Realtime chat with WebSockets, rooms, and presence

Realtime is the feature that separates 'I built CRUD' from 'I built systems'. WebSockets force you to think about presence, backpressure, fan-out, and message ordering — every one of which is an interview question.

Resume bullet (when finished)

Built a multi-room realtime chat backend in FastAPI + Redis pub/sub, supporting presence, typing indicators, message history, and 500 concurrent WebSocket connections on a single 1-CPU container.

Locked tech stack

No "choose your language" — analysis paralysis kills completion. Follow the stack to the letter on your first build.

Python 3.12FastAPIWebSocketsRedis pub/subPostgreSQLasyncio

Milestones (6 · ~23h)

  1. M1~3h

    WebSocket echo + auth

    `/ws/{room}` accepts WebSocket, validates JWT in query string, echoes messages.

    CHECK BEFORE MOVING ON:

    • Why JWT in query, not header?
    • What's wrong with persistent unauth'd connections?
    $ git commit -m "feat(ws): echo endpoint with JWT auth"
  2. M2~3h

    Multi-room broadcast

    Messages to one client fan out to everyone in the same room via in-memory dict.

    CHECK BEFORE MOVING ON:

    • What's the fan-out cost as N rooms × M users grows?
    • Where does in-memory fall apart?
    $ git commit -m "feat(ws): multi-room broadcast (in-memory)"
  3. M3~5h

    Redis pub/sub for multi-node

    Replace in-memory fan-out with Redis pub/sub so two API pods can share rooms.

    CHECK BEFORE MOVING ON:

    • What does pub/sub guarantee — and not?
    • Why pub/sub here and not Redis Streams?
    $ git commit -m "feat(ws): Redis pub/sub fan-out"
  4. M4~4h

    Persistent history + paging

    Messages saved to Postgres. `GET /rooms/{id}/messages?before=<cursor>` returns the last 50.

    CHECK BEFORE MOVING ON:

    • Why cursor pagination, not offset?
    • What's the right index on the messages table?
    $ git commit -m "feat: persistent history with cursor paging"
  5. M5~4h

    Presence + typing

    Online users heartbeat every 10s, expire after 30s. Typing events use a separate channel with TTL.

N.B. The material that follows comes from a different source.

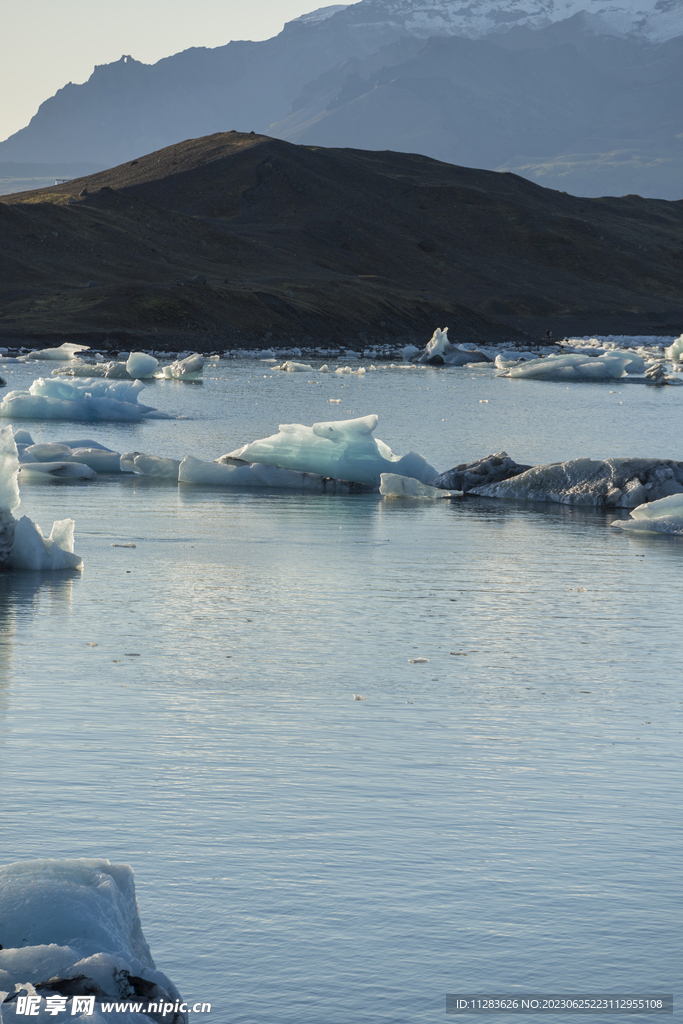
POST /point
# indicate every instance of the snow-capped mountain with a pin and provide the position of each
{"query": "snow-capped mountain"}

    CHECK BEFORE MOVING ON:

    • Why heartbeats vs server-side detection?
    • What can go wrong if typing events are persisted?
    $ git commit -m "feat: presence + typing indicators"
  6. M6~4h

    Load test + observability

    500 concurrent connections sustained on 1-CPU. Prometheus tracks open conns, broadcast lag, dropped messages.

    CHECK BEFORE MOVING ON:

    • Why is broadcast lag the right SLO?
    • What does p99 of zero typically mean?
    $ git commit -m "ops: load test + Prometheus metrics"

60-second demo storyboard

What you say in the recruiter screen when they ask "tell me about your latest project." Practice it out loud.

  1. 0-5s: 'Realtime chat in FastAPI — 500 concurrent connections, multi-room, presence.'
  2. 5-25s: open 3 browser tabs, demo typing, presence, and a message round-trip.
  3. 25-45s: kill one API pod live, show the other pod still receiving messages (Redis pub/sub).
  4. 45-60s: load test 500-conn graph in Grafana.

STAR talking points for behavioral round

STAR — SCALING REALTIME

Situation: in-memory fan-out worked locally but broke the moment I scaled to two pods. Task: same room, two pods. Action: Redis pub/sub — each pod subscribes to the rooms it has clients in; broadcasts go via PUBLISH. Result: cross-pod messages delivered with <5ms added latency at 500 conns.

STAR — BACKPRESSURE

Situation: one slow client could block the whole broadcast loop. Task: isolate slow consumers. Action: per-client outbound queue with a bounded size; if it fills, drop the client. Result: a single slow tab no longer hurt anyone else.

Production references — how grown-up systems do this

Discord

Discord's engineering blog on their gateway service is the canonical writeup for production WebSocket fan-out at scale.

FastAPI

FastAPI's WebSocket docs cover the async patterns this project relies on.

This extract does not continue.